Nah berarti shalat itu mrupakan nafilah bagi dirinya dan merupakan fardlu bagi
kaumnya. Yang demikian itu atas sepengetahuan Rasulullah SAWan Beliau
mengakuinya.
Dikalangan para ulama terjadi perbedaan pendapat tentang
keabsahan imamah orang yang shalat nafilah bagi orang yang shalat fardlu.
Pendapat yang pertama mengatakan tidak sah, mereka berhujjah dengan sabda
Rasulullah SAW,”Sesungguhnya imam dijadikan hanya untuk diikuti,maka janganlah
kalian menyalahinya.” Muttafaq Alaih. Perbedaan niat makmum dengan niat imam,
merupakan perbedaan antara makmum dengan imam.

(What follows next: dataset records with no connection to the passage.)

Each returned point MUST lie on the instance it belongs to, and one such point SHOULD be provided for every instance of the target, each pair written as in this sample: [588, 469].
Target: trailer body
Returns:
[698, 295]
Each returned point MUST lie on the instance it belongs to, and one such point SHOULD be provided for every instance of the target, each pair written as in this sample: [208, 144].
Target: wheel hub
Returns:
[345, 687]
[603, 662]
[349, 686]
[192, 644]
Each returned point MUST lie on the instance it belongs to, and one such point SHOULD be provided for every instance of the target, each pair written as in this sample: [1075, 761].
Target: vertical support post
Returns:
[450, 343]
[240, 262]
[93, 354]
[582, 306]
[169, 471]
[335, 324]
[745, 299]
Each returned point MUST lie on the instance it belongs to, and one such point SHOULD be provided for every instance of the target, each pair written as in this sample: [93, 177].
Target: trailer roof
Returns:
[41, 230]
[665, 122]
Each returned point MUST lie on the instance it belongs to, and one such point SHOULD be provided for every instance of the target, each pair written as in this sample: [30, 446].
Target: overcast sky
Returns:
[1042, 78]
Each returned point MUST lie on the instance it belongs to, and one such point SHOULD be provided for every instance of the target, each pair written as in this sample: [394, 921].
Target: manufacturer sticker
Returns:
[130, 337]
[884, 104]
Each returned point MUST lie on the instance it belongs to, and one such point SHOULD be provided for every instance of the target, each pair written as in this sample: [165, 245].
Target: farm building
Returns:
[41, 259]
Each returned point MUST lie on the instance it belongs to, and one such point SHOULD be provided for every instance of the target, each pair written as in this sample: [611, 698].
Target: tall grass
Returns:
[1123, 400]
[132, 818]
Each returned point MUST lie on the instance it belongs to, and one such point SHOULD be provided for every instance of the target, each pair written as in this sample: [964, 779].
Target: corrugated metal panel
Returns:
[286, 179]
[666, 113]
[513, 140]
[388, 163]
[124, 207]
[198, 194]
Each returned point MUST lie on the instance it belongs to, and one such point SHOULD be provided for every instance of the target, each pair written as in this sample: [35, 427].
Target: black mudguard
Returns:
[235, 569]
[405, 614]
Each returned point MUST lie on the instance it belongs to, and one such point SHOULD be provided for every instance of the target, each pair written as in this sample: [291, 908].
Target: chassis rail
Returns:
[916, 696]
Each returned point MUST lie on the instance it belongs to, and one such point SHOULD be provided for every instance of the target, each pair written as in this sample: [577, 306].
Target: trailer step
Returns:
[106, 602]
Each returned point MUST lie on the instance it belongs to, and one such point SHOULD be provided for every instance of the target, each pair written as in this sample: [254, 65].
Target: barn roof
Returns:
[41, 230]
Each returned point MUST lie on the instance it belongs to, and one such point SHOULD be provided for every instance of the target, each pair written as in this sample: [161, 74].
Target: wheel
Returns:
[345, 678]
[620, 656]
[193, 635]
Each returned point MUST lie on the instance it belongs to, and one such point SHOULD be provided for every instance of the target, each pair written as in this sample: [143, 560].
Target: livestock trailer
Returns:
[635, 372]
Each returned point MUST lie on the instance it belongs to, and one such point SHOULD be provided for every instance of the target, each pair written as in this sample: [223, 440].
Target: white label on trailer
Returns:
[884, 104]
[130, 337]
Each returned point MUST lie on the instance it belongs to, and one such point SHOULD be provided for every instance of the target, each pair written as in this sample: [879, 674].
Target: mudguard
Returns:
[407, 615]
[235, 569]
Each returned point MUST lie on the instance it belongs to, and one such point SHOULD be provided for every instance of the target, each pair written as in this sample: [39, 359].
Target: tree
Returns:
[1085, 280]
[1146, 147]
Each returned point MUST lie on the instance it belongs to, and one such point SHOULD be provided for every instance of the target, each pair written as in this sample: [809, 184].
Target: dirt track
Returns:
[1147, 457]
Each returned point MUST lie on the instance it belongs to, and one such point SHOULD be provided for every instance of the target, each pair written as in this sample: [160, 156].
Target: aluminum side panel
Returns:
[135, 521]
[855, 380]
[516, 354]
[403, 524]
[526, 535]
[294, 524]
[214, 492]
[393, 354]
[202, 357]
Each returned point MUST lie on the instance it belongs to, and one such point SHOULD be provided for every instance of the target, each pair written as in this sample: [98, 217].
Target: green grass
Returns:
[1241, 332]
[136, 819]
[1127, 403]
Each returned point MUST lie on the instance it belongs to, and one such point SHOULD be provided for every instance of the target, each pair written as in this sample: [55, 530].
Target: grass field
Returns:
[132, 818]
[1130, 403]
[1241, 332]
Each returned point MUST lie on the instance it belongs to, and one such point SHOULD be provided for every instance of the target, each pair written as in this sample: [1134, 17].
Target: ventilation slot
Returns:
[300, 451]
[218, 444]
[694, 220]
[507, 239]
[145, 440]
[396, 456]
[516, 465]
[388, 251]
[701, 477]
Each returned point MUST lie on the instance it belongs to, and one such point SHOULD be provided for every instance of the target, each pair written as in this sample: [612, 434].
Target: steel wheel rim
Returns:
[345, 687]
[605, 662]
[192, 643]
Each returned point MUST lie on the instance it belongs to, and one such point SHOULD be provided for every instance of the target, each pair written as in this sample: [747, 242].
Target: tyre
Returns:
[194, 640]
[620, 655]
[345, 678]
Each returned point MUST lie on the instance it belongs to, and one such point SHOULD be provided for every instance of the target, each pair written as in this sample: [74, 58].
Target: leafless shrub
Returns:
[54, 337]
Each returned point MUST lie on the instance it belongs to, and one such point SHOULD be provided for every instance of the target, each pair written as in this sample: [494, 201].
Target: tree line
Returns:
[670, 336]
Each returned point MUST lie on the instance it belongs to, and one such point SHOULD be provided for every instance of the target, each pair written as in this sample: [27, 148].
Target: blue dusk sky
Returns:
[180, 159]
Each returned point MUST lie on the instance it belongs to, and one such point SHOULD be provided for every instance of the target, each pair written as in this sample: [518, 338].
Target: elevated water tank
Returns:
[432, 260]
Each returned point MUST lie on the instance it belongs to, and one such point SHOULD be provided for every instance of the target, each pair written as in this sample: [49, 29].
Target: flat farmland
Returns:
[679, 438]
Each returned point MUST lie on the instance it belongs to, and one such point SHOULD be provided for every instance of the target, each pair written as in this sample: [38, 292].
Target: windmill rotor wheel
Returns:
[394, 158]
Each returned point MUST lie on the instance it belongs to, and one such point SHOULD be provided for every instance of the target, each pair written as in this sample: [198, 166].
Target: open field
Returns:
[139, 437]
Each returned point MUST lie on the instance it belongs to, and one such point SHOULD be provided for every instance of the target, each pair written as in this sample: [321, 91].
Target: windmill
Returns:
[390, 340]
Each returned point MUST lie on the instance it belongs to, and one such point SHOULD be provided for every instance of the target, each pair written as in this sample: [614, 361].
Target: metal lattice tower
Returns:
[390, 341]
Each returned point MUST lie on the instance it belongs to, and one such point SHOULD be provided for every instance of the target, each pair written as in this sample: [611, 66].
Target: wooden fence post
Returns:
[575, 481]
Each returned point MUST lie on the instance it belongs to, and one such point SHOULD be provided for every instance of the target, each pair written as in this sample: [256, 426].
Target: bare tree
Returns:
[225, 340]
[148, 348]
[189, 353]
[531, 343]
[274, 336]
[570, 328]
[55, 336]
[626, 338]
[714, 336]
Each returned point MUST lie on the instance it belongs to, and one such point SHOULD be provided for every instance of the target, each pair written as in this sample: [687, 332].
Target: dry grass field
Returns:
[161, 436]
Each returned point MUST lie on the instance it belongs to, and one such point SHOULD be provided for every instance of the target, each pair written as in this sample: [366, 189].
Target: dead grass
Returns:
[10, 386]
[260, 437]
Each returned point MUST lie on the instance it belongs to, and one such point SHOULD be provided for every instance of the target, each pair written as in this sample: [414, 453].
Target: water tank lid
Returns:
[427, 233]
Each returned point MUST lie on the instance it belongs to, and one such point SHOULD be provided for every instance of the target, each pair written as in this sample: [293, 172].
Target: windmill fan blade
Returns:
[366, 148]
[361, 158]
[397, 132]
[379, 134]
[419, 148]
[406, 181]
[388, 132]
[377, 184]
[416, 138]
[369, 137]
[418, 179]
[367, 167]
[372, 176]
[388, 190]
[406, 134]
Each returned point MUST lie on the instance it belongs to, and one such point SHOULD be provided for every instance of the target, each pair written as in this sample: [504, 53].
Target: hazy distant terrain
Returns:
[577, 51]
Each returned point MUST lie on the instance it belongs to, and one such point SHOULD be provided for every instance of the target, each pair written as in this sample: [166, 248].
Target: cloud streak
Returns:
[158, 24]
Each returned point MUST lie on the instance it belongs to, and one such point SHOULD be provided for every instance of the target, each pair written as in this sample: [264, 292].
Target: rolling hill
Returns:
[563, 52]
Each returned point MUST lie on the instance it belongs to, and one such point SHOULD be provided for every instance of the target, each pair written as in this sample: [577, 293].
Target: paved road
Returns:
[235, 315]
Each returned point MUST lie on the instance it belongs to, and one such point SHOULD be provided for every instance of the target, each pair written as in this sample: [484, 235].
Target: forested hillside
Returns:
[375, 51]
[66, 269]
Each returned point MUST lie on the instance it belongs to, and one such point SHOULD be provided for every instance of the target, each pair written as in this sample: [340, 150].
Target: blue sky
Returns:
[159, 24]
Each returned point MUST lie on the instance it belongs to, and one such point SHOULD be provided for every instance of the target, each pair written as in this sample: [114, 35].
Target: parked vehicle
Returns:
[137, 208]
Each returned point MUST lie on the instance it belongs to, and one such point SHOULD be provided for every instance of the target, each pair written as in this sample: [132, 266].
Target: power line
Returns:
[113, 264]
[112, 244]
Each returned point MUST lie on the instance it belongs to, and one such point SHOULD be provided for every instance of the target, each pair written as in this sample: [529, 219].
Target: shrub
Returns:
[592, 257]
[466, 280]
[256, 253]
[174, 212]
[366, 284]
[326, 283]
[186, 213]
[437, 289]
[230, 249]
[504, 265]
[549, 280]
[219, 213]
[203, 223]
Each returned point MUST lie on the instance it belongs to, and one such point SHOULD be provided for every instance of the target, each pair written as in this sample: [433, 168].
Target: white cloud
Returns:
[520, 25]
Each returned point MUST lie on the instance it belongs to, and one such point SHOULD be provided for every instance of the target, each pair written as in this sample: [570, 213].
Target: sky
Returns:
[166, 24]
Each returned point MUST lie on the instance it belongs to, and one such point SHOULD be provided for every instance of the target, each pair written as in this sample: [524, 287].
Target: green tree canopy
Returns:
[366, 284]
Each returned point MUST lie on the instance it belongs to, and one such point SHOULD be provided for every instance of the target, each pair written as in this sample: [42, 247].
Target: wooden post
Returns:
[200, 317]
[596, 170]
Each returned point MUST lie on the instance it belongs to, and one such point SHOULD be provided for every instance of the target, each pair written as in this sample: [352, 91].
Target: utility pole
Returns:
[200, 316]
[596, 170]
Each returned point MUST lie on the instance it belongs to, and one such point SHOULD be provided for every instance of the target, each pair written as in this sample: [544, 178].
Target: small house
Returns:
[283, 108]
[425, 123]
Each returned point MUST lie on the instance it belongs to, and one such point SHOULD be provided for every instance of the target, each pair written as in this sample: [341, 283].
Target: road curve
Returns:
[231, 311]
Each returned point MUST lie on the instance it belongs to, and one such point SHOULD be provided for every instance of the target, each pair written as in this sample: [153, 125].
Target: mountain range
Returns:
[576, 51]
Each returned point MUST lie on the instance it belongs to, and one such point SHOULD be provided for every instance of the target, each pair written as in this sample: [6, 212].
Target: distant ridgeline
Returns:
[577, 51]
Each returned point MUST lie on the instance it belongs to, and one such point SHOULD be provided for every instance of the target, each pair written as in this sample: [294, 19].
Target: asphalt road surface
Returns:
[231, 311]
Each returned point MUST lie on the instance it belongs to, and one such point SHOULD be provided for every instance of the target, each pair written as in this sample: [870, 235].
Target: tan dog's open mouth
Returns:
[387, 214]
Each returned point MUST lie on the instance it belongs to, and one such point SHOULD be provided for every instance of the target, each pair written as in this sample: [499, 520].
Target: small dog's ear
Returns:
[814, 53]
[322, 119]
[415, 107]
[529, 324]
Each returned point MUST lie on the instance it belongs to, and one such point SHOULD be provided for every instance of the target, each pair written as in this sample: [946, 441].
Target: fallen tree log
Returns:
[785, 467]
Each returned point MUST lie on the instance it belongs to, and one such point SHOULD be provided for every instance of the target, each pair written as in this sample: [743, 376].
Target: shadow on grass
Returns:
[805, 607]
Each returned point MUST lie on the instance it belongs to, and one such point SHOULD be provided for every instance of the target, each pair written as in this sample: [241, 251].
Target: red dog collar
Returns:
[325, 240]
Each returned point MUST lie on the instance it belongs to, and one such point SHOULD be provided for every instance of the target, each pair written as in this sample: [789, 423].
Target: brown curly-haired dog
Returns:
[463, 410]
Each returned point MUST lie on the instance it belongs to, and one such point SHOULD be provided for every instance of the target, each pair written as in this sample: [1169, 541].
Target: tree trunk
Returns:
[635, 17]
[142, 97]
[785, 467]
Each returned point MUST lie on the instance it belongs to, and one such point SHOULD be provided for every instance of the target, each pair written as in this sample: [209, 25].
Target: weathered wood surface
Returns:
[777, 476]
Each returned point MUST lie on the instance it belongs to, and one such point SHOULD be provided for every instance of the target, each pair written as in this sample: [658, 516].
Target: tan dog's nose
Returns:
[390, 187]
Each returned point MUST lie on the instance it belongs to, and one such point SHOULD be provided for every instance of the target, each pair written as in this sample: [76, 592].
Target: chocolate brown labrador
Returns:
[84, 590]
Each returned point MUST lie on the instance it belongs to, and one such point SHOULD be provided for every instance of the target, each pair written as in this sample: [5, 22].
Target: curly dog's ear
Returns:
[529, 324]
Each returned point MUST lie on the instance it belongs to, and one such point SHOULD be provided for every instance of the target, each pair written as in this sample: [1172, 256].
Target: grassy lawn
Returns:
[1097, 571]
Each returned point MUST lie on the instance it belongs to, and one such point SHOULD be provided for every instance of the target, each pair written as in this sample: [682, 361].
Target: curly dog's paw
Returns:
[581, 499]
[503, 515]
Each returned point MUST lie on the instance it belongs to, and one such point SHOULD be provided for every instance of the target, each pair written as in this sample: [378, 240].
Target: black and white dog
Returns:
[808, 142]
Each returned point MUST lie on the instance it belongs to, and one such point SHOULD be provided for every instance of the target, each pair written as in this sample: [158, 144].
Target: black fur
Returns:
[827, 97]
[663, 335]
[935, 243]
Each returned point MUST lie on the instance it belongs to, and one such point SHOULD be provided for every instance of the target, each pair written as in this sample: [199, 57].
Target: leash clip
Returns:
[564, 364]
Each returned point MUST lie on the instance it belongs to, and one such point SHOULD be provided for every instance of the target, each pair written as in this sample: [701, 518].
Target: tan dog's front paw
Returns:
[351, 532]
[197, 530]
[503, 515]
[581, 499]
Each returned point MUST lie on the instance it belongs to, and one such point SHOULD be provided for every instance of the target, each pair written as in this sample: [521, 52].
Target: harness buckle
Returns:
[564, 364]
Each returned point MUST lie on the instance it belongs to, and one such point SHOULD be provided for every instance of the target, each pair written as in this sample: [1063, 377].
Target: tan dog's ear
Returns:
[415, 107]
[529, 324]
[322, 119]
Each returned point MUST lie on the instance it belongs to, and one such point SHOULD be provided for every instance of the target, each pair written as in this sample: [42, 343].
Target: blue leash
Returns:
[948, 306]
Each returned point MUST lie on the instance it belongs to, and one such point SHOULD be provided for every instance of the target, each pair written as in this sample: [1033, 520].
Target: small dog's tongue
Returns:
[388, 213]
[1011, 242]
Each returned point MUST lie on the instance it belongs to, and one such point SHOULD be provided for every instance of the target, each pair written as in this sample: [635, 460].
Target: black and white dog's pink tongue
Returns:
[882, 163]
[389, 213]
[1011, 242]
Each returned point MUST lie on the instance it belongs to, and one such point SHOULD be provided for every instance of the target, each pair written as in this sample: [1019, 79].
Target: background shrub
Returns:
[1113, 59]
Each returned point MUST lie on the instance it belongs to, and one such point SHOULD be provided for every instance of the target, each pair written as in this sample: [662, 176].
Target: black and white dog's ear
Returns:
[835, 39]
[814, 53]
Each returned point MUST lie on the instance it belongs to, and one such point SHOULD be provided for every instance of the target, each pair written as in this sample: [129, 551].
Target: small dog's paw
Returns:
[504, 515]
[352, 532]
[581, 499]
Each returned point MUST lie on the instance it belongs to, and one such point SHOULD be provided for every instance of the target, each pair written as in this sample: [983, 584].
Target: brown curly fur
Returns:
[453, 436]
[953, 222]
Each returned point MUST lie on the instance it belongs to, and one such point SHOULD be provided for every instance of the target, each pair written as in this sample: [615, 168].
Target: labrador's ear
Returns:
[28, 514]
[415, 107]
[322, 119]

Kemudian untuk pendapat yang kedua mengatakan sah, karena sesuai dengan
hadits tersebut diatas (Muadz bin Jabal). Kemudian dalil-dalil yang lain yang
digunakan sebagai hujjah untuk pendapat yang ke dua adalah, bahwa Rasulullah SAW
shalat bersama segolongan shahabat dalam shalat Khauf sebanyak dua rakaat,
kemudian salam, lalu beliau shalat lagi dengan segolongan shahabat yang lain
sebanyak dua rakaat, kemudian salam. Diriwayatkan
Abu Daud. Berarti shalat beliau yang kedua adalah shalat nafilah. Yang demikian
itu tidak dianggap bertentangan dengan imam, sebab pertentangan yang dilarang
seperti yang disebutkan dalam hadits ialah larangan mendahului imam ketika naik
dan turun. Karena setelah bersabda,”Sesungguhnya imam itu dijadikan hanya untuk
diikuti”, beliau bersabda,”Jika imam bertakbir, hendaklah kalian bertakbir
pula, dan janganlah kalian bertakbir hingga dia bertakbir…..” dan seterusnya.
Dari uraian di atas dapat
disimpulkan:
1.
Diperbolehkannya imamah yang shalat nafilah bagi orang yang shalat
fardlu. Hal ini bukan termasuk pertentangan yang dilarang antara makmum dan
imam, apalagi imamah shalat fardlu bagi orang yang shalat nafilah, ini jauh
lebih diperbolehkan.
2.
Boleh mengulang shalat fardlu, apalagi jika di sana ada
kemaslahatan, seperti qari’ Al Qur’an yang menjadi imam bagi yang bukan qari’,
atau ketika seseorang masuk masjid dan mendapati jama’ah shalat, meskipun
sebelumnya dia sudah mengerjakannya sendirian. Shalatnya bersama mereka
merupakan penyempurna kekurangan shalatnya sendirian.